Syntax Specification: Presentations
LIB (library)

new :                                        ->   LIB
add :          LIB   x   BOOK                ->   LIB
rem :          LIB   x   BOOK                ->   LIB
cko :          LIB   x   BOOK   x   PERSON   ->   LIB
cki :          LIB   x   BOOK   x   PERSON   ->   LIB
wait :         LIB   x   BOOK   x   PERSON   ->   LIB
nah :          LIB   x   BOOK   x   PERSON   ->   LIB
has :          LIB   x   BOOK                ->   boolean
num :          LIB   x   BOOK                ->   int
avail:         LIB   x   BOOK                ->   int

Canonical Constructors:
new, add, cko, wait

Semantic Specification: Axioms
Variables:
LIB: S, Book: j,k, Person: m,n,o

Axioms formed by using the Guttag heuristic:
rem(new(),j) = { error: book does not exist }
rem(add(S,j),k) = ite(j==k,rem(S,k),add(rem(S,k),j))
rem(cko(S,j,m),k) = ite(j==k, { error: book currently checked out },
                             cko(rem(S,k), j, m))
rem(wait(S,j,m),k) = wait(rem(S,k), j, m)
      regardless of whether or not there exists a copy of the book in library, put person
      on back of waiting list for that book

cki(new(),j,m) = { error: no book record in new library }
cki(add(S,k),j,o) = if(avail(S,j)==0 & avail(S,k)==0)
                              { cko(nah(S,j,m),j,m); cko(nah(S,j,n),j,n) }
                      elsif (avail(S,j)>0 & avail(S,k)==0)
                              cko(cki(nah(S,k,n),j,o),k,n)
                      elsif (avail(S,j)==0 & avail(S,k)>0)
                              cko(nah(cki(S,k,o),j,n),j,n)
                      else
                              add(cki(S,j,o),k)
cki(cko(S,k,n),j,m) = ite(m==n, cko(cki(S,j,m),k,n),
                              ite(avail(S,j,m)==0, cko(nah(cko(S,k,n),j,m),j,m),
                              cko(cki(S,j,m),k,n))
cki(wait(S,k,n),j,m) = ite(j==k, cko(wait(nah(S,j,o),k,n),j,o),
                              wait(cki(S,j,m),k,n))

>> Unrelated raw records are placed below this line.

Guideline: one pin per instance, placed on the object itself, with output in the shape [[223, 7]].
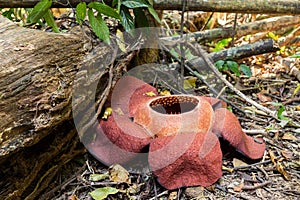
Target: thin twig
[[239, 93], [246, 187]]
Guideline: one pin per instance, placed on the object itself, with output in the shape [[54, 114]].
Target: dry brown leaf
[[239, 187], [194, 192], [165, 93], [281, 170], [273, 157], [119, 174], [262, 97], [238, 163], [150, 94], [119, 111], [288, 136], [107, 113], [73, 197], [173, 196], [227, 169], [287, 154]]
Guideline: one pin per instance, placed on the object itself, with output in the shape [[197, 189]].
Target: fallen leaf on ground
[[281, 170], [288, 136], [227, 169], [239, 187], [119, 174], [98, 177], [173, 196], [238, 163], [165, 93], [150, 94], [287, 154], [107, 113], [262, 97], [189, 83], [102, 193]]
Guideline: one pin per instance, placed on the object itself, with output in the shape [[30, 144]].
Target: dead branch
[[269, 24], [237, 6]]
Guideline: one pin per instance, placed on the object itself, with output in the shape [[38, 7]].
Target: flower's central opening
[[174, 104]]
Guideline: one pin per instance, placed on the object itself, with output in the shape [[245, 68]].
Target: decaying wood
[[256, 48], [270, 24], [237, 6], [35, 83], [37, 132]]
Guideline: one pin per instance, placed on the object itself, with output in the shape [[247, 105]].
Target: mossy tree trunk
[[37, 132]]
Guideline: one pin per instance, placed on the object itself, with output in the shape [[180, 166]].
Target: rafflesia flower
[[179, 132]]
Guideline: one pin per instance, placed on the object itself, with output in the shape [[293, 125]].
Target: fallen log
[[239, 6], [37, 132], [269, 25]]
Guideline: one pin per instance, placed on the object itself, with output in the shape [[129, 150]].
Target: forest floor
[[275, 176]]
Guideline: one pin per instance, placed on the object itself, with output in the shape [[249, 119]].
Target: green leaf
[[246, 70], [219, 64], [154, 13], [140, 18], [80, 12], [234, 67], [280, 111], [98, 177], [134, 4], [99, 26], [102, 193], [39, 10], [127, 19], [296, 55], [104, 9], [50, 21], [118, 4]]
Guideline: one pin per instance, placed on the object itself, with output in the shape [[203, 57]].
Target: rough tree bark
[[237, 6], [37, 71]]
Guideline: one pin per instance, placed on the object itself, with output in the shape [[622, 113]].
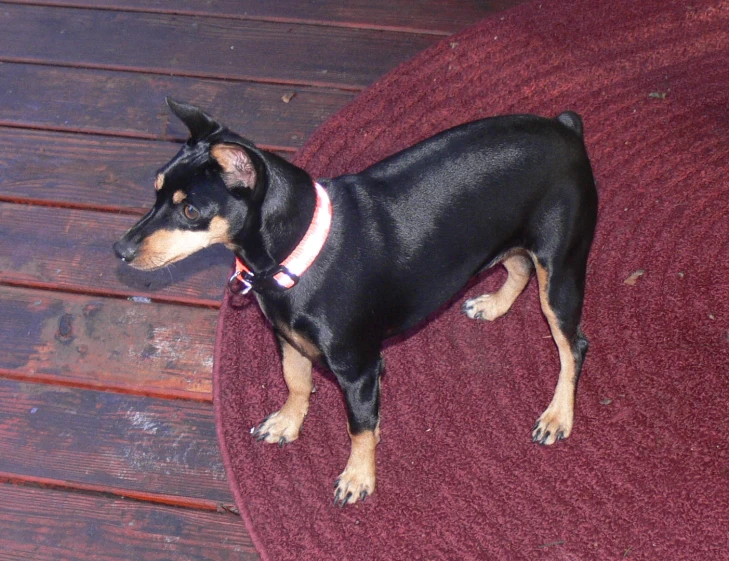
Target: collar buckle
[[238, 284]]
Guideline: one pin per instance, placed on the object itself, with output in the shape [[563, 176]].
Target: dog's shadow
[[214, 257]]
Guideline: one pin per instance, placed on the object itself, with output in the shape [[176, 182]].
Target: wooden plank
[[80, 171], [51, 525], [44, 247], [133, 105], [240, 50], [126, 443], [82, 341], [425, 16]]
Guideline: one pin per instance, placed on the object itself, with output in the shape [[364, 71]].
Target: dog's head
[[206, 194]]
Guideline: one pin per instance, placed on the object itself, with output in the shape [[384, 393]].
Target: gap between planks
[[104, 490], [140, 391], [233, 16], [166, 71]]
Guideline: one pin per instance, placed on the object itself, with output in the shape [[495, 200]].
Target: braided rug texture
[[645, 474]]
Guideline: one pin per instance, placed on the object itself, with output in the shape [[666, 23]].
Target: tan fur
[[178, 197], [493, 306], [238, 170], [284, 425], [558, 417], [359, 475], [164, 247]]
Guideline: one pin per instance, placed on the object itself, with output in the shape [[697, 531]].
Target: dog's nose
[[125, 250]]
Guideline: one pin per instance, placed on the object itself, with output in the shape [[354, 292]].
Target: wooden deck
[[107, 435]]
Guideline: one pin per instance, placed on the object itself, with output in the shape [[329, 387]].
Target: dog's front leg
[[362, 395], [284, 425]]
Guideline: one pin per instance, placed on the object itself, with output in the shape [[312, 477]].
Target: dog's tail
[[572, 121]]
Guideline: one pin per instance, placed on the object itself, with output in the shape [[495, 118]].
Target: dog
[[342, 264]]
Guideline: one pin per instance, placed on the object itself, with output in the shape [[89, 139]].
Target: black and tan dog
[[340, 266]]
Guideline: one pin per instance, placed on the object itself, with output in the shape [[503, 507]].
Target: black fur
[[407, 233]]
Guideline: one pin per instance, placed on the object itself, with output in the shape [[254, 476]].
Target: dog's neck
[[279, 221]]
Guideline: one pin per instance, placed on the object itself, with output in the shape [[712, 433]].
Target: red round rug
[[645, 474]]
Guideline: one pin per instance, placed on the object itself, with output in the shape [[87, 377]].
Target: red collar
[[288, 273]]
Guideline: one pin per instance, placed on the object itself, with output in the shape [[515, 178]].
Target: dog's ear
[[200, 124], [239, 170]]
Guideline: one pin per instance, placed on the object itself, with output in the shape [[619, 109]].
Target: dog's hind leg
[[492, 306], [561, 291], [361, 387]]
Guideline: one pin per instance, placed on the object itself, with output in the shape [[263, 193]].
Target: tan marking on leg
[[357, 481], [493, 306], [164, 247], [556, 421], [284, 426]]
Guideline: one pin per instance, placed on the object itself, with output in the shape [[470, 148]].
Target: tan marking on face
[[493, 306], [359, 475], [558, 417], [164, 247], [238, 169], [284, 426]]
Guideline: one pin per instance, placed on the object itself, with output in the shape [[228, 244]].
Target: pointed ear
[[238, 168], [196, 120]]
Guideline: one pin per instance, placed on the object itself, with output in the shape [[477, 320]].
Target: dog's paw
[[487, 307], [355, 484], [554, 424], [279, 428]]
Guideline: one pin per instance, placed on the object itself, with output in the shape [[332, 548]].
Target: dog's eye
[[191, 213]]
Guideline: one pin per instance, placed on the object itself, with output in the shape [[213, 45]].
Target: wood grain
[[68, 249], [133, 105], [105, 343], [123, 442], [204, 47], [426, 16], [51, 525]]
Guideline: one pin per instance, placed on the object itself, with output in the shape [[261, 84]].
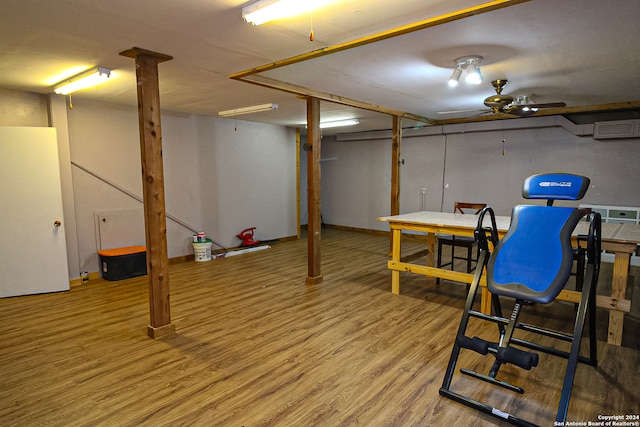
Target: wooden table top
[[622, 233]]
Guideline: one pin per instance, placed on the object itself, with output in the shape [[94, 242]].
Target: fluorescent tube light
[[338, 123], [268, 10], [86, 79], [248, 110]]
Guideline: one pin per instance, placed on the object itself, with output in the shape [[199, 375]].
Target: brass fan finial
[[498, 102]]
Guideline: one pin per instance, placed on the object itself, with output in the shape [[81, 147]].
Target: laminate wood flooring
[[256, 346]]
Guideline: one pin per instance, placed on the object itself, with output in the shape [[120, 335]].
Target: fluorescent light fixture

nah(new(),j,m) = { error: book does not exist }
nah(add(S,k),j,m) = add(nah(S,j,m),k),
nah(cko(S,k,n),j,m) = ite(m==n, cko(S,j,n),
                            cko(nah(j,m),k,n))
nah(wait(S,k,n),j,m) = wait(S,k,n),j,m)

has(new(),j) = false
has(add(S,j),k) = ite(j==k, true, ite(num(S,k)>0, true, false))
has(cko(S,j,m),k) = ite(num(S,k)>0, true, false)
has(wait(S,j,m),k) = ite(num(S,k)>0, true, false)

num(new(),j) = 0
num(add(S,j),k) = ite(j==k, ite(has(S,k),num(S,k)+1,1), ite(has(S,k),num(S,k),0))
num(cko(S,j,m),k) = ite(has(S,k), num(S,k),0)
num(wait(S,j,m),k) = ite(has(S,k), num(S,k),0)

avail(new(),j) = 0
avail(add(S,j),k) = ite (j==k, avail(S,k)+1, avail(S,k))
avail(cko(S,j,m),k) = ite (j==k, avail(S,k)-1, avail(S,k))
avail(wait(S,j,m),k) = ite(j==k, 0, avail(S,k))



PART TWO
Design an ADT “BT”, a binary search tree. You are free to create and define it as you
wish as long as it does the basic things one wants of a BT: add left and right children,
store and retrieve values for nodes, traverse it, those sort of things.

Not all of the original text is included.